El grupo de moda chino, Lanvin Group Holdings Limited, ha enfrentado un año fiscal 2024 complicado, reportando pérdidas significativas en ventas y un aumento considerable en las pérdidas financieras. En su informe anual, que fue presentado oficialmente el miércoles, la empresa, que opera marcas de renombre como Lanvin, Wolford, St. John, Sergio Rossi y Caruso, mostró una caída del 23 por ciento en las ventas, alcanzando un total de 328.6 millones de euros. Este descenso ha generado preocupaciones sobre la capacidad del grupo para recuperarse en un mercado de artículos de lujo cada vez más desafiante.
Zhen Huang, presidente del Lanvin Group, reconoció que 2024 fue un «año de transición» y comentó que, a pesar de los difíciles vientos macroeconómicos y los cambios en el comportamiento del consumidor, el grupo ha realizado avances estratégicos. Huang subrayó la importancia de optimizar las operaciones y fortalecer las marcas, lo cual, espera, sentará las bases para un crecimiento sostenible en el futuro.
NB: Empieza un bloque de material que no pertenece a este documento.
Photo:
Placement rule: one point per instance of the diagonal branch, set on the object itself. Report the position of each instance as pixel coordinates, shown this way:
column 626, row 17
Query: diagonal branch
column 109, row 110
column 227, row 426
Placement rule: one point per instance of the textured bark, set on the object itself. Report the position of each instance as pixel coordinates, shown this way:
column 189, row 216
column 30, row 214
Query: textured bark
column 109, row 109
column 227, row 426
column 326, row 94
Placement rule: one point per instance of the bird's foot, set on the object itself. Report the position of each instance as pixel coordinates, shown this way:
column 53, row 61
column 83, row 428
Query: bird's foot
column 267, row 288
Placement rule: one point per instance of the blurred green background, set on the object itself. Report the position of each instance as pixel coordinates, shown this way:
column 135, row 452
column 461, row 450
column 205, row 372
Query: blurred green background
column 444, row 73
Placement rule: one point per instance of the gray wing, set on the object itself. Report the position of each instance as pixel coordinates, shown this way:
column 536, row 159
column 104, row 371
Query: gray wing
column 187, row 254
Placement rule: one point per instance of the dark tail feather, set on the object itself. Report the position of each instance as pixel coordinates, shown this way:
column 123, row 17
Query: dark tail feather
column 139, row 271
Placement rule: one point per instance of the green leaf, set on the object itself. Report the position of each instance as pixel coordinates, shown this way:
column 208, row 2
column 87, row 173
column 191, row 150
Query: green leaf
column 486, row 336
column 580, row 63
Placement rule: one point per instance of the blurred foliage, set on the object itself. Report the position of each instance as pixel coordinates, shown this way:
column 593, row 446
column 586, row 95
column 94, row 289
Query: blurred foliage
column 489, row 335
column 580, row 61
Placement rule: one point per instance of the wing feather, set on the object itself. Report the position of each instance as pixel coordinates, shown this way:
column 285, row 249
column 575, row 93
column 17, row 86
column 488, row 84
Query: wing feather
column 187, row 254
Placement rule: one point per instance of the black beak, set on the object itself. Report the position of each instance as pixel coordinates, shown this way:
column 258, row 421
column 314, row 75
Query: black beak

Su enfoque reafirma la determinación de la empresa de adaptarse a los cambios del mercado y crear valor a largo plazo.
Las pérdidas en las distintas marcas del grupo han sido preocupantes, con Wolford y Sergio Rossi reportando caídas del 30 por ciento en sus ventas, y Lanvin no muy distante, con una reducción del 26 por ciento. Asimismo, las marcas más pequeñas, como St. John y Caruso, también se vieron afectadas, registrando descensos del 12 y 7 por ciento respectivamente. Estas cifras evidencian no solo la presión de un entorno económico desafiante, sino también la necesidad urgente de que el grupo reinvente su estrategia para recuperar la confianza del consumidor.
De acuerdo con el informe, la caída en las ventas no fue el único factor que afectó negativamente a los resultados financieros de Lanvin Group. También se hubo un deterioro en el margen bruto que llevó a un aumento en la pérdida neta ajustada, que pasó de 64.2 millones de euros en el ejercicio anterior a 92.3 millones de euros en el último año. Adicionalmente, la pérdida neta reportada subió un 29 por ciento, alcanzando los 189.3 millones de euros, lo que ha llevado a los analistas a cuestionar la viabilidad de la estrategia actual de la compañía.
En este contexto, los desafíos que enfrenta Lanvin Group son más que evidentes, y el futuro del grupo dependerá de su capacidad para adaptarse a las realidades del mercado. En un intento por revertir estas tendencias negativas, la compañía ha comenzado a implementar cambios organizativos y en el personal, confiando en que estas reformas ayudarán a impulsar un nuevo rumbo. A medida que la empresa se esfuerza por recuperar su posicionamiento y estabilidad financiera, sus decisiones en los próximos meses serán cruciales para determinar el éxito de su transformación.